Sulla carta, però, l’impresa di vincere la Parigi-Dakar con la 205 T16 non era poi così scontata. La vettura, concepita per gareggiare al massimo in tappe ben più brevi e con condizioni molto diverse rispetto a quelle del deserto del Sahara, presentava dei limiti nella carreggiata, nel passo e anche sul piano dell’affidabilità potenzialmente. Così, per l’edizione 1987, la prima dell’equipaggio Peugeot in forma ufficiale capitanato da Jean Todt, la vettura venne depotenziata e ingrandita, in modo da renderla più adatta ai curvoni veloci e alle condizioni estreme delle distese di sabbia.

Pur non essendo perfettamente adatta ai raid, la supremazia della 205 durò per due anni nella Dakar. (Fonte immagine: racedepartment.com)

I primi risultati arrivarono subito, con la vittoria nella categoria Auto della Dakar del 1987 per l’equipaggio Ari Vatanen-Bernard Giroux. Il finlandese, forte del supporto di Peugeot, negli anni successivi si dimostrò particolarmente avvezzo alla competizione africana, anche se questa sua prima vittoria, a essere onesti, passò quasi in secondo piano visti gli eventi nella categoria Moto, con il duello tra Cyril Neveu e Hubert Auriol risoltosi a favore del primo, dopo che il suo avversario si ruppe entrambe le caviglie durante una speciale, arrivando poi al traguardo in lacrime per il dolore. Una scena tanto straziante quanto storica.

Tornando alla Peugeot, è da qui che inizia la storia della “sorella maggiore” della 205, ovvero la 405 T16 Grand Raid. Nonostante il successo del 1987, solo due Peugeot raggiunsero il traguardo nelle prime posizioni (oltre a Vatanen, anche quella del keniano Shekhar Mehta, quinto), rendendo quindi necessari dei cambiamenti. La 205, nonostante i miglioramenti, non era adatta a questa competizione ed era necessario guardare avanti, a una nuova vettura.

I tecnici Peugeot decisero di prendere la meccanica della vincente 205 e di “spostarla di peso” su una nuova vettura con un telaio più adatto. Come base venne scelta la nuova coupé, con altezza da terra maggiorata, passo più lungo e sospensioni in grado di affrontare anche i fondi più disconnessi. Immancabile la trazione integrale, mentre il motore di 1.900 cm3 disponeva di 400 cv.

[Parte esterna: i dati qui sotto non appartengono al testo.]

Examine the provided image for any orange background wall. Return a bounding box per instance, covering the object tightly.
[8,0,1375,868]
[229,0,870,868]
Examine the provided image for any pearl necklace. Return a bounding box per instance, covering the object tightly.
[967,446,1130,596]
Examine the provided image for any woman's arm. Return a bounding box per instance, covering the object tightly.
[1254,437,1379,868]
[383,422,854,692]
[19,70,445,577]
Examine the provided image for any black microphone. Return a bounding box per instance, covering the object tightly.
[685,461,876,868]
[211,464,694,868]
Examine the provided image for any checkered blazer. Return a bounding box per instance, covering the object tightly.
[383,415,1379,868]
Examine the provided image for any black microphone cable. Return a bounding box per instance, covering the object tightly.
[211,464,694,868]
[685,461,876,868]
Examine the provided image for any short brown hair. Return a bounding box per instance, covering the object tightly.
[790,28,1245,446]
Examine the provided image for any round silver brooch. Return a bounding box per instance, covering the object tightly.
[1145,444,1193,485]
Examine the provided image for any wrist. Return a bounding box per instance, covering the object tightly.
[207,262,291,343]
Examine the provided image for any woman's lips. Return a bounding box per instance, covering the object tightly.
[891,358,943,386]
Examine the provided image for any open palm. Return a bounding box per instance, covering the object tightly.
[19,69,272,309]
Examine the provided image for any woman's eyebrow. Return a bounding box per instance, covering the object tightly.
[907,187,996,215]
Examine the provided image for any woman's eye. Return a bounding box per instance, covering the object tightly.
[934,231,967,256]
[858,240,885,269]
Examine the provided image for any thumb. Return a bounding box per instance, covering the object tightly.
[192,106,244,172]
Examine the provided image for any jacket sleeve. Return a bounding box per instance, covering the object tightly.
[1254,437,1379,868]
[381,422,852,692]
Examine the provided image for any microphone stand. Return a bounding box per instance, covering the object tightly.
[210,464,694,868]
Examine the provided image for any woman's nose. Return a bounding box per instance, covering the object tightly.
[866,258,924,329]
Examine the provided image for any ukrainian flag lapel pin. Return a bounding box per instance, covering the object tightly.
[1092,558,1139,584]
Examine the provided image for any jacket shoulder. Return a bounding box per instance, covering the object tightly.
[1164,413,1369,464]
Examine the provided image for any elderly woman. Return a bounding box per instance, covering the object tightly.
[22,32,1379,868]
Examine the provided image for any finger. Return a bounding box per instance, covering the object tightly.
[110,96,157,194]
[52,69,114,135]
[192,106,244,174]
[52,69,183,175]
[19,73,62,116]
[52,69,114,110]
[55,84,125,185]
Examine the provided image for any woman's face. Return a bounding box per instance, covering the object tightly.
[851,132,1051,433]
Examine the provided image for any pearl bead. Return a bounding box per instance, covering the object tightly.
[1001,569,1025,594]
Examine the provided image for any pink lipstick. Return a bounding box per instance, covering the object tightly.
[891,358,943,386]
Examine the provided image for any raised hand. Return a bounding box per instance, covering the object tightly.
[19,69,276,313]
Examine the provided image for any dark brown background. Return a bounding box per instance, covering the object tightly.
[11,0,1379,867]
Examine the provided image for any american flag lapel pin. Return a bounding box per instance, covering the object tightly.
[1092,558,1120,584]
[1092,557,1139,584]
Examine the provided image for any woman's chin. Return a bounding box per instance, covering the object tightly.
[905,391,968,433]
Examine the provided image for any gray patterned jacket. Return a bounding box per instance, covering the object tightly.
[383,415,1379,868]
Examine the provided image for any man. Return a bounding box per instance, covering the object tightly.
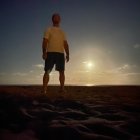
[42,13,69,93]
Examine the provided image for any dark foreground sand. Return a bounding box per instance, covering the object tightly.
[0,86,140,140]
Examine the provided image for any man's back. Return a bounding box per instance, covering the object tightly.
[44,27,66,53]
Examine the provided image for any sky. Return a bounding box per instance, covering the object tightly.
[0,0,140,85]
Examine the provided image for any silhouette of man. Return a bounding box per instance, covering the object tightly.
[42,13,69,93]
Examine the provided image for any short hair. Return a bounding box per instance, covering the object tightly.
[52,13,60,21]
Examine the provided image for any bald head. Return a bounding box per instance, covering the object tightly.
[52,13,61,25]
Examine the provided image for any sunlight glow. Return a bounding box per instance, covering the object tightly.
[83,61,95,69]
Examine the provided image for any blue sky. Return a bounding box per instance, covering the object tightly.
[0,0,140,85]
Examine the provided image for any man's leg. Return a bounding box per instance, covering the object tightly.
[59,71,65,91]
[43,72,49,93]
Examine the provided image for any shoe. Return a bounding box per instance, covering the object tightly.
[41,90,47,94]
[59,89,67,93]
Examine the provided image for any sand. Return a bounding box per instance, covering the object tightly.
[0,86,140,140]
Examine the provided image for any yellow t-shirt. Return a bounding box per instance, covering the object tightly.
[44,27,66,53]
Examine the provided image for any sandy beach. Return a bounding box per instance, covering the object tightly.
[0,86,140,140]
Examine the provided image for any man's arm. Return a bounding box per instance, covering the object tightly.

L’edizione 1988 (raccontata in passato anche dal nostro Andrea Ettori) fu particolarmente ricca di sorprese, emozioni e anche tragedie. La Peugeot non si esimé da questa serie di eventi, con il vincitore della scorsa edizione Vatanen ora a bordo della 405. Mentre stava dominando il rally, però, il finlandese fu letteralmente derubato della sua vettura mentre questa si trovava a Bamako, con Todt contattato anche per un riscatto di cinque milioni di franchi per riavere la vettura. Alla fine di tutta questa telenovela la vettura di Vatanen, ritrovata nel deserto, verrà squalificata e la vittoria andrà al suo compagno di squadra Juha Kankkunen, ancora sulla vecchia berlinetta compatta e affiancato dal copilota Juha Piironen.

Non ci vorrà molto perché anche la 405 sia vittoriosa. Nel 1989 la Peugeot tornò in forze nella storica gara nel deserto e questa volta non ci furono né intoppi né furti improvvisat: il “Poeta dei Rally”, nonostante un cappottamento nel prologo di Barcellona, vinse la sua seconda Dakar, davanti a Jacky Ickx sulla vettura gemella staccata di oltre cinque minuti; a un abisso i restanti avversari, con Patrick Tambay terzo a quasi quattro ore sulla sua Mitsubishi Pajero.

Il primo successo della coupé francese giunse nell’89, sempre grazie alla coppia Vatanen-Berglund. Fu doppietta per le 405, con Ickx poco più staccato. (Fonte immagine: peugeot-sport.com)

Abbandonata la colorazione bianco-azzurra della Pioneer, nel 1990 la 405 si “vestì” dei colori della Camel, già usati sulle 205 nel 1987; inoltre, la Dakar cambiò la propria tappa d’intermezzo, che passò da essere Tunisi a Tripoli, col passaggio per il deserto libico-nubiano. Questi cambiamenti non modificarono però i valori in campo e, per la terza volta in quattro anni, Vatanen dominò incontrastato la competizione. Per la Casa del Leone fu addirittura tripletta, con Björn Waldegård seondo e il francese Alain Ambrosino terzo.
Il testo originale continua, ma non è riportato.